Re: "The reality is that the federal government doesn't have the manpower or resources . . . . For that reason, the Obama administration has set clear priorities that focus on deporting criminals who pose a risk to communities."

What a cynical and transparent prevarication!

If the real reason the feds won't enforce their own law had anything to do with resources, they'd welcome assistance of state authorities -- just like they do with enforcement of federal environmental, drug trafficking, securities regulation, banking, and host of other laws.

Resources are the very last thing on the minds of the political hacks and flacks in charge of the Obama administration "Justice" department, as evidence by the millions spent each year to assure the law is NOT enforced.

Hutterite
American Fork, UT

Whenever I'm in maricopa county I am glad I look, well, 'canadian'.

RRB
SLC, UT

Your stand on illegal labor is very transparent Deseret news.

Brer Rabbit
Spanish Fork, UT

Part of the AZ law has already been approved by the Supreme Court. States and local governments may create ordinances that suspend or revoke the business license of employers of illegal aliens. States and local governments like Washington County that create such ordinances (E-Verify) will soon have fewer illegal aliens in their communities since jobs is the primary magnet.

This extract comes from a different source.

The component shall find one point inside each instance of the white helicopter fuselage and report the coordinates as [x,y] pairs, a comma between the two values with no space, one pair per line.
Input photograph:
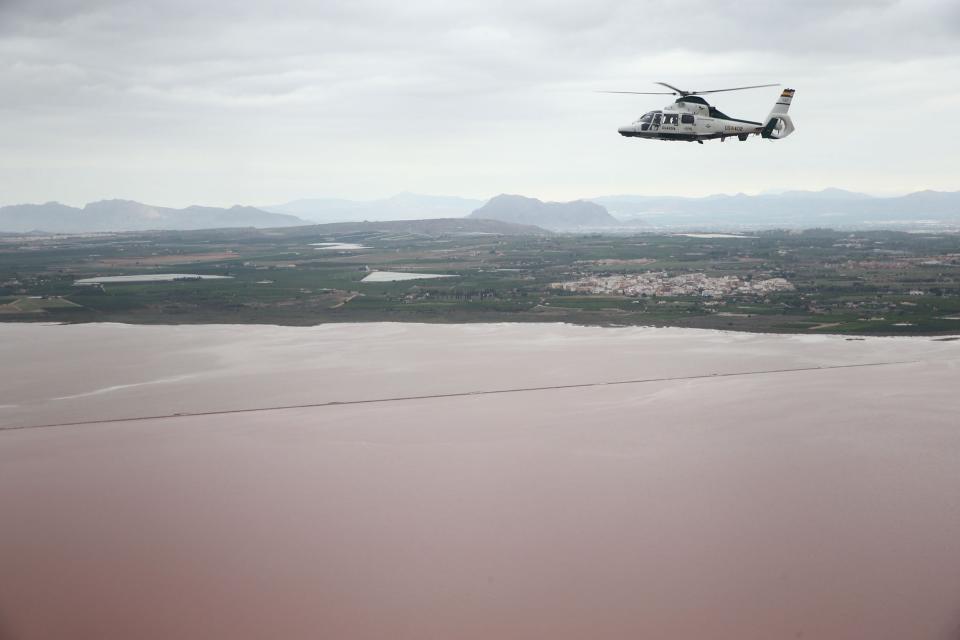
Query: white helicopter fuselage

After most of the illegal workers have gone elsewhere and law enforcement removes the criminal element such as drug dealing, producing fraudulent documents, etc local communities will be able to deal with the rest of the problem.

If the state passes an enforceable E-Verify law that suspends or revokes business licenses of the employers of illegal alien, the number of illegal aliens in Utah will decrease dramatically. When these illegal workers leave the state, or don't come in the first place, Utah taxpayers will see a very significant savings.

anti-liar
Salt Lake City, UT

This editorial is not a letter to the editor of the Deseret News. Rather, it is the editorial of a newspaper of a city that is several hundred miles away, which the Deseret News is choosing to import -- with no side-by-side counterpoint -- into its newspaper.

Thus, the Los Angeles Times' opinion arguably may be considered the Deseret News' opinion, as well.

My opinion is that it is a shame that the Deseret News and its owners would adopt or share an opinion that consists almost completely of purposeful falsehoods and distortions from beginning to end.

What the papers really are concerned about is the possibility of legitimate state policies of enforcement of Federal immigration law interfering with rogue Federal policies of non-enforcement of Federal immigration law.

Such enforcement at the local level is exactly what is needed.

It invites not a shred more abuse than any other law or ordinance.

Even if the papers' dishonest implication -- that Arpaio's efforts have been worthless -- were true, he still is doing the right thing by the law, by the U.S. Constitution, and by the American people.